The wagon bearing the maga and her baggage continued onward through the light early autumn drizzle. Morticia pulled her blanket closer around her and continued trying to doze, curled up against the trunk at the back of the wagon. Her bodyguard walked along behind, one hand near her sword as her eyes constantly scanned in every direction. The other man-at-arms, the cook, and his wife sat on the seat, the cook holding the reins.
"Maga," the bodyguard Lizette said to her charge, "it is growing dark. We should stop soon."
Morticia sat up and yawned deeply, then looked around. "Where are we?" she asked.
"According to the farmer we passed a few minutes ago, we're almost to a town called Boppard," Cristofano, the man at the reins, says. "I think," he adds almost under his breath.
Morticia pulled a watertight tube from her robes, opened it, cast a quick, spontaneous spell to protect its contents against the drizzle, then pulled out a piece of vellum and unrolled it. Squinting to read it in the gloom, she muttered imperceptibly, then cried out "Ah ha!" with a grin. Rolling up the map and placing it back in its case, she turned to the front of the wagon.
"We continue on. Our destination is just a few miles past Boppard, past the next bend in the river on the left. We should be there in less than an hour. And I don't want to have to try to spend another night in the open, or have to stop and be robbed by another innkeeper when we're so close."

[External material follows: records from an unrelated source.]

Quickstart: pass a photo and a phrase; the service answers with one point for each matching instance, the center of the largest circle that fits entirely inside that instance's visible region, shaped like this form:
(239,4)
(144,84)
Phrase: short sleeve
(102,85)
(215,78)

A little over an hour later, well after sundown on a nearly moonless, drizzly night, the guards manning the northwest tower see an odd sight: a figure wielding a guttering torch walks before a carriage, waving it to and fro. There are two figures on the front of the cart, and another walking behind. The torch-wielding figure looks up at the tower and calls out, "Mi scusi, è questo il patto di Laurus Argenti?" in a male voice.